- #1
karkas
- 132
- 1
Homework Statement
I'm having a bit of trouble evaluating the following commutator
$$ \left[T^{+},T^{-}\right] $$
where [itex]T^{+}=\int_{M}d^{3}x\:\bar{\nu}_{L}\gamma^{0}e_{L}=\int_{M}d^{3}x\:\nu_{L}^{\dagger}e_{L} [/itex]
and
[itex] T^{-}=\int_{M}d^{3}x\:\bar{e}_{L}\gamma^{0}\nu_{L}=\int_{M}d^{3}x\:e_{L}^{\dagger}\nu_{L}[/itex]
a step necessary to prove that the [itex]\text{SU}(2)_L[/itex] is a part of the GWS Electroweak gauge symmetry group. Discussing with my professor I've been confused as to how I should proceed with this. Initially, I wrote:
[itex]\left[T^{+},T^{-}\right]=\int_{M}d^{3}x\:d^{3}y\:\left[\nu_{L}^{\dagger}\left(x^{\mu}\right)e_{L}\left(x^{\mu}\right),e_{L}^{\dagger}\left(y^{\mu}\right)\nu_{L}\left(y^{\mu}\right)\right]\delta^{3}\left(x-y\right)[/itex]

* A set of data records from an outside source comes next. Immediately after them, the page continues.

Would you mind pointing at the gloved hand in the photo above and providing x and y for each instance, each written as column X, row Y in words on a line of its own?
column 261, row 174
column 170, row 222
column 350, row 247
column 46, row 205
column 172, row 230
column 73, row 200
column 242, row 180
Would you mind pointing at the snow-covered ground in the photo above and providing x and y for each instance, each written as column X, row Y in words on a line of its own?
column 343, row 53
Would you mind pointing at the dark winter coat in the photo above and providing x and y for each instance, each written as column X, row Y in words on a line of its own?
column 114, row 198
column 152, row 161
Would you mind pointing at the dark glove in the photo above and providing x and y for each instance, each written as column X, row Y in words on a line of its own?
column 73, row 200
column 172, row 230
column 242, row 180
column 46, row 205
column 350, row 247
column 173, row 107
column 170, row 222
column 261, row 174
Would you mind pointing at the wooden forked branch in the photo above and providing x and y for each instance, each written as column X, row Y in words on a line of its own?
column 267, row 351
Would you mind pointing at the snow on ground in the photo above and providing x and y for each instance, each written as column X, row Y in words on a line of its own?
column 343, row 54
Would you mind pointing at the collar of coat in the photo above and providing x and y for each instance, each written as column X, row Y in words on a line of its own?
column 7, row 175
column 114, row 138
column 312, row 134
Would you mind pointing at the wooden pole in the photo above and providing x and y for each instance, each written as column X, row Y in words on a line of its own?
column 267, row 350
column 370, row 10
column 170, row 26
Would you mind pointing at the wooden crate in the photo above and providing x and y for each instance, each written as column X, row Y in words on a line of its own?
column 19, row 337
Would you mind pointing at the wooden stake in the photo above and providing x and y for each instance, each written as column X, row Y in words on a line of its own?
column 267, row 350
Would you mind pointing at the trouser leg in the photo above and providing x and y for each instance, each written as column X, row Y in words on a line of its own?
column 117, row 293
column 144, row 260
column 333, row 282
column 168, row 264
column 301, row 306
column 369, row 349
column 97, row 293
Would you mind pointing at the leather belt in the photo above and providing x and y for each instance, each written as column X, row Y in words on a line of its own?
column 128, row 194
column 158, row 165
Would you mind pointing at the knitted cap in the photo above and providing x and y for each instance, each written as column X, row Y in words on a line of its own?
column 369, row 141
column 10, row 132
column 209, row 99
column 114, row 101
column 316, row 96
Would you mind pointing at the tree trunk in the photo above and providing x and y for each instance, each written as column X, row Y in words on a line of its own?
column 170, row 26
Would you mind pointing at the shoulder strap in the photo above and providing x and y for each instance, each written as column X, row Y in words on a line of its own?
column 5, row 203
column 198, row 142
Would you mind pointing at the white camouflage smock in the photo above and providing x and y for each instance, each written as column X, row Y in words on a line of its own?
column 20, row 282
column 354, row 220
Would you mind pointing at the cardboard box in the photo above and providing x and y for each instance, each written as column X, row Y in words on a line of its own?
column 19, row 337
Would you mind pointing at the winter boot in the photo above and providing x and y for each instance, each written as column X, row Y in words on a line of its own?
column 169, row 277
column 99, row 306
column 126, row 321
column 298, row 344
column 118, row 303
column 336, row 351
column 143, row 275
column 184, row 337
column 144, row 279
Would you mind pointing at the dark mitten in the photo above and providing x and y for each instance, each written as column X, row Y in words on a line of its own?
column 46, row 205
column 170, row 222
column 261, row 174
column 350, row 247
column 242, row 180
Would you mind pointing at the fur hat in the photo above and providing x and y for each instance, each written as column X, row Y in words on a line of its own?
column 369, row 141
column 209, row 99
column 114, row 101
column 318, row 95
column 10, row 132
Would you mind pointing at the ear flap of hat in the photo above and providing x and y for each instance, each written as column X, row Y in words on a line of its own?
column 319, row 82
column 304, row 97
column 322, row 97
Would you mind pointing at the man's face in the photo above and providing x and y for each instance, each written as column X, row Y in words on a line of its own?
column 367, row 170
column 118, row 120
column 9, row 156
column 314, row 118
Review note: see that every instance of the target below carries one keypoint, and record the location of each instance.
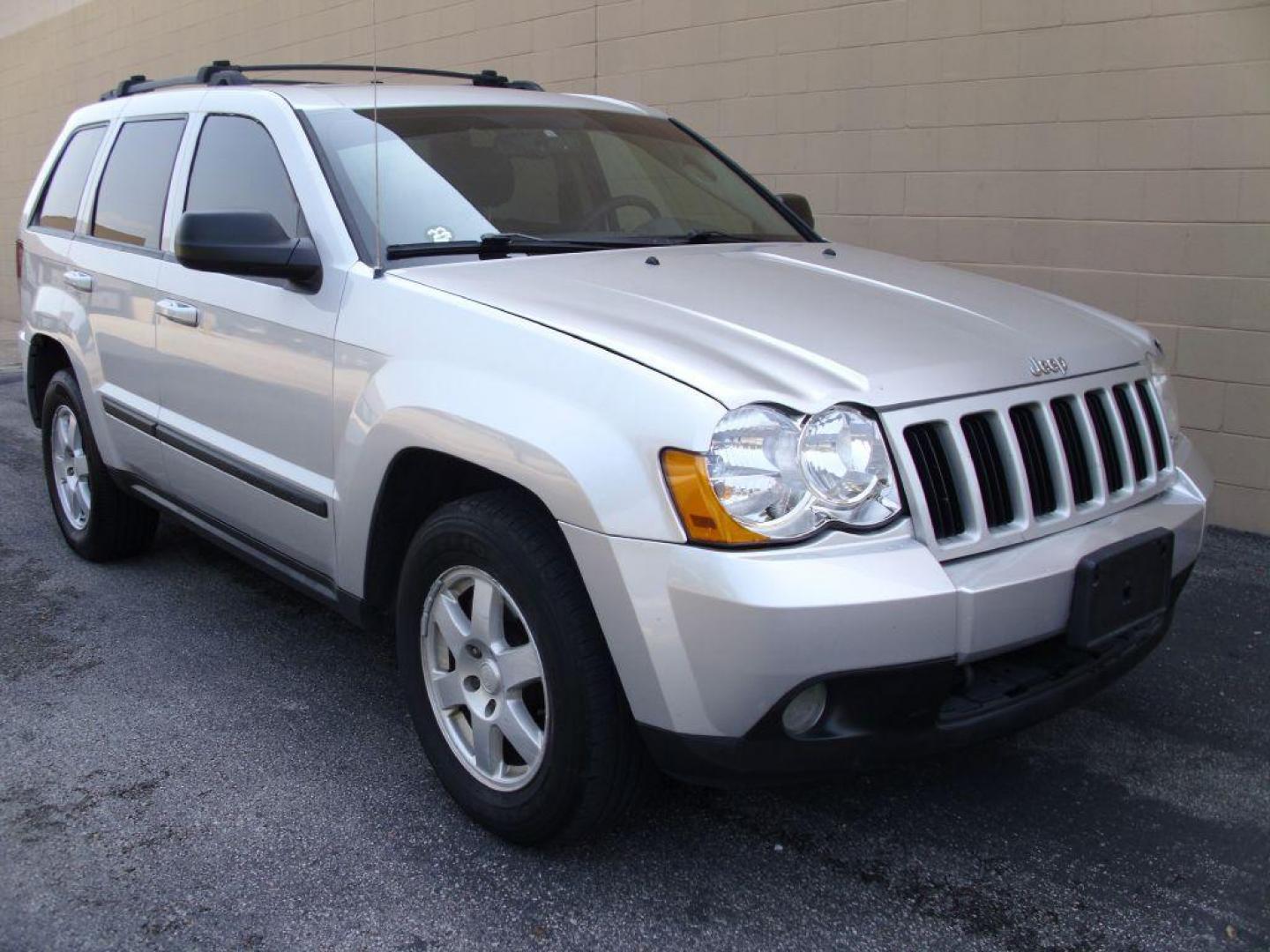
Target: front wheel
(508, 680)
(98, 519)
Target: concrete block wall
(1116, 152)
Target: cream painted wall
(1116, 152)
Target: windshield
(458, 175)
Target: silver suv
(643, 472)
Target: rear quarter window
(133, 190)
(58, 206)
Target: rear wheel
(508, 680)
(98, 519)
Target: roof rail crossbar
(222, 72)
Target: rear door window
(238, 169)
(60, 205)
(133, 190)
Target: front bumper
(709, 643)
(894, 714)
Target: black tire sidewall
(456, 539)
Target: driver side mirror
(250, 244)
(800, 207)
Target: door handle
(78, 279)
(176, 311)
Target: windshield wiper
(499, 245)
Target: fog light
(805, 709)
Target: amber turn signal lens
(700, 510)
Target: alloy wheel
(70, 467)
(484, 678)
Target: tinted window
(66, 185)
(459, 173)
(238, 169)
(133, 190)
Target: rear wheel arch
(46, 357)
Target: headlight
(846, 465)
(1163, 387)
(773, 475)
(755, 471)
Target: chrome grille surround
(946, 419)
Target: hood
(788, 324)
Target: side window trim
(98, 175)
(88, 182)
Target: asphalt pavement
(193, 755)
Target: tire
(592, 767)
(98, 519)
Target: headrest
(482, 175)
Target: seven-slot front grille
(996, 469)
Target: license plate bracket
(1120, 587)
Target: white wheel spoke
(450, 689)
(487, 746)
(453, 625)
(521, 732)
(519, 666)
(83, 501)
(487, 612)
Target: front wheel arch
(417, 484)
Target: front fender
(577, 426)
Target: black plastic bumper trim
(895, 714)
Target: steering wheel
(606, 208)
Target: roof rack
(222, 72)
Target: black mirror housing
(250, 244)
(800, 207)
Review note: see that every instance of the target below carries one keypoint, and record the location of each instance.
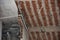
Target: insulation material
(41, 13)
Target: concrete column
(0, 30)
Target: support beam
(45, 29)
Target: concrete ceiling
(8, 11)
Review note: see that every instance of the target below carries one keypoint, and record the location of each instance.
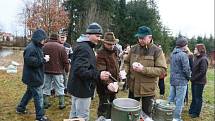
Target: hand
(104, 75)
(122, 74)
(113, 87)
(47, 57)
(138, 67)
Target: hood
(83, 38)
(38, 36)
(177, 50)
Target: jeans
(35, 93)
(53, 82)
(105, 104)
(196, 104)
(161, 86)
(177, 95)
(65, 78)
(80, 108)
(146, 102)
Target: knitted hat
(109, 38)
(39, 35)
(94, 28)
(143, 31)
(181, 41)
(201, 48)
(54, 36)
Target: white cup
(122, 74)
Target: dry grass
(12, 90)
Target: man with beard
(144, 64)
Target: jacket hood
(177, 50)
(83, 38)
(38, 36)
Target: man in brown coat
(107, 60)
(144, 64)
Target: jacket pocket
(148, 61)
(147, 88)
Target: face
(196, 52)
(145, 40)
(109, 46)
(62, 39)
(95, 38)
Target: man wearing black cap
(144, 64)
(83, 74)
(180, 73)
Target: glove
(47, 57)
(122, 74)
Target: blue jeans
(80, 108)
(177, 95)
(196, 104)
(57, 84)
(35, 93)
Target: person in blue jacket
(33, 75)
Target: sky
(189, 17)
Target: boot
(61, 102)
(46, 102)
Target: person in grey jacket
(84, 74)
(180, 73)
(198, 79)
(33, 74)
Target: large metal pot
(125, 109)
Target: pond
(5, 52)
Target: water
(5, 52)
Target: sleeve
(202, 70)
(186, 66)
(101, 65)
(159, 68)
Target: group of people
(142, 64)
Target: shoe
(44, 118)
(21, 112)
(161, 96)
(193, 116)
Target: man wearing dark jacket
(33, 75)
(54, 70)
(106, 59)
(83, 74)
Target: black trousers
(161, 86)
(147, 102)
(105, 104)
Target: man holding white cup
(144, 64)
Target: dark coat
(58, 62)
(83, 74)
(106, 60)
(33, 70)
(199, 70)
(180, 71)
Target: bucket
(163, 110)
(125, 109)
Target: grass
(12, 90)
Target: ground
(12, 90)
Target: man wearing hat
(144, 64)
(106, 59)
(180, 73)
(83, 74)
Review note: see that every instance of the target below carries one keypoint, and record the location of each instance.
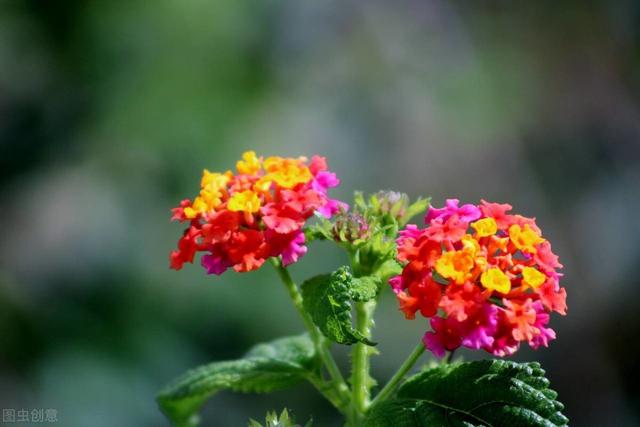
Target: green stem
(339, 384)
(360, 380)
(395, 380)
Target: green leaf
(327, 299)
(388, 269)
(419, 206)
(491, 393)
(266, 367)
(272, 420)
(365, 288)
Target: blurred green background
(110, 110)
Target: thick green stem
(340, 386)
(360, 379)
(395, 380)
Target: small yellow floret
(532, 277)
(250, 163)
(470, 244)
(525, 238)
(244, 201)
(287, 173)
(485, 227)
(496, 280)
(455, 265)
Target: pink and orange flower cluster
(239, 220)
(487, 279)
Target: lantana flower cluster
(487, 279)
(241, 219)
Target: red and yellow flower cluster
(239, 220)
(487, 279)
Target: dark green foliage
(491, 393)
(265, 368)
(272, 420)
(365, 288)
(327, 298)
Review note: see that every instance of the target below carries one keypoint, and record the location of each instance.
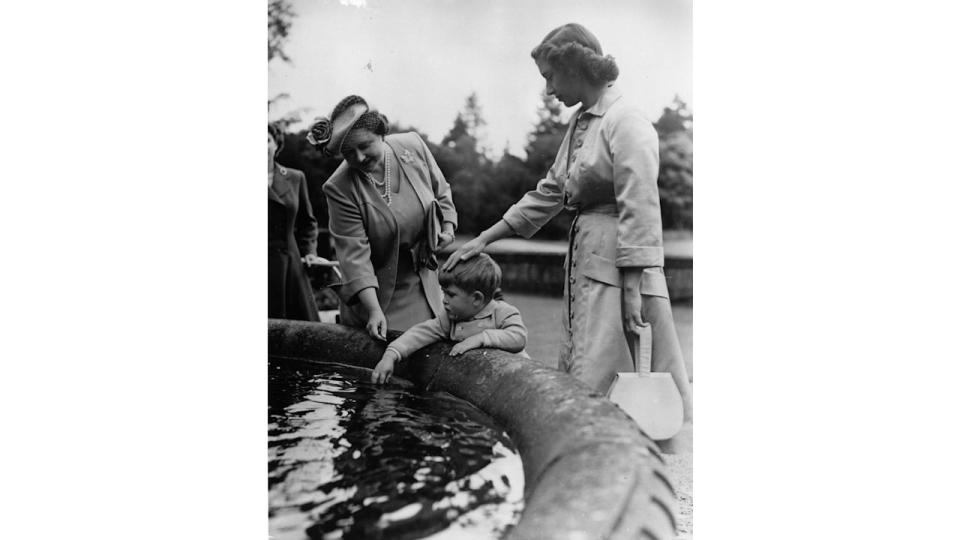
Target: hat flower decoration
(320, 133)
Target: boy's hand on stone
(472, 342)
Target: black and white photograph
(475, 318)
(480, 269)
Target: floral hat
(329, 135)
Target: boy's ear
(477, 296)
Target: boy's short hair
(478, 273)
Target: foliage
(280, 17)
(675, 128)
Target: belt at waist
(607, 209)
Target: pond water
(348, 459)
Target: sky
(417, 60)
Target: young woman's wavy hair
(575, 49)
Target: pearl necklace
(387, 194)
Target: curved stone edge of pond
(589, 471)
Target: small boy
(474, 317)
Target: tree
(675, 180)
(280, 17)
(675, 118)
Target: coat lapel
(278, 191)
(423, 195)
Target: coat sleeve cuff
(642, 256)
(349, 289)
(520, 224)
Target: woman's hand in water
(384, 369)
(377, 325)
(471, 248)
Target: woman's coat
(364, 230)
(291, 234)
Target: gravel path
(680, 470)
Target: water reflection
(350, 460)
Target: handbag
(425, 251)
(651, 399)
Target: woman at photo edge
(291, 234)
(606, 171)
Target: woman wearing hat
(605, 171)
(292, 234)
(390, 211)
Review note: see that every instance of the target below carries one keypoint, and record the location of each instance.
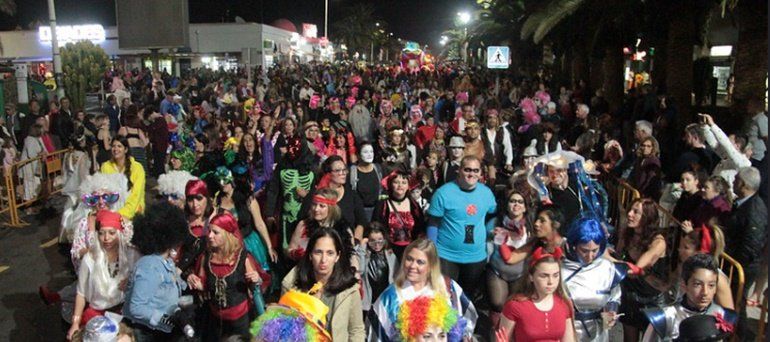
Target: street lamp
(464, 17)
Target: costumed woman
(235, 197)
(324, 213)
(97, 192)
(514, 228)
(419, 275)
(326, 273)
(77, 166)
(298, 316)
(399, 212)
(592, 282)
(103, 271)
(123, 162)
(290, 184)
(429, 318)
(643, 246)
(152, 307)
(182, 159)
(225, 274)
(198, 209)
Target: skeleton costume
(293, 173)
(664, 322)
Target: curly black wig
(162, 226)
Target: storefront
(220, 45)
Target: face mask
(367, 154)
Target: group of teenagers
(290, 226)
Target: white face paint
(367, 153)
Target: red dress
(535, 325)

according to Paschos (Electroweak Theory) where my something of an unfamiliarity with QFT leaves me wondering exactly how I inserted that Dirac delta, but I see it's necessary.
Homework Equations
The Attempt at a Solution
I thought of using the fermionic algebra, the anticommutator [itex]\left\{ a(y),a^{\dagger}(x)\right\} =1 \Rightarrow a(y)a^{\dagger}(x)=\left\{ a(y),a^{\dagger}(x)\right\} -a^{\dagger}(x)a(y)[/itex] along with the Dirac delta should let me reach [itex]\left[T^{+},T^{-}\right] = \frac{1}{2}\int_{M}d^{3}x\:\left(\nu_{L}^{\dagger}\nu_{L}-e_{L}^{\dagger}e_{L}\right)[/itex]
and therefore
$$\left[T^{+},T^{-}\right]=T^{3}$$
but my professor says that this is wrong. I also tried [itex]\left[T^{+},T^{-}\right]=\left[\bar{\chi}_{L}\gamma^{0}\tau^{+}\chi_{L},\bar{\chi}_{L}\gamma^{0}\tau^{-}\chi_{L}\right][/itex] but I got weirded out by the [itex]u\bar{u}[/itex] factors and lucked out.
Could someone construct the proof or guide me addressing some of these issues?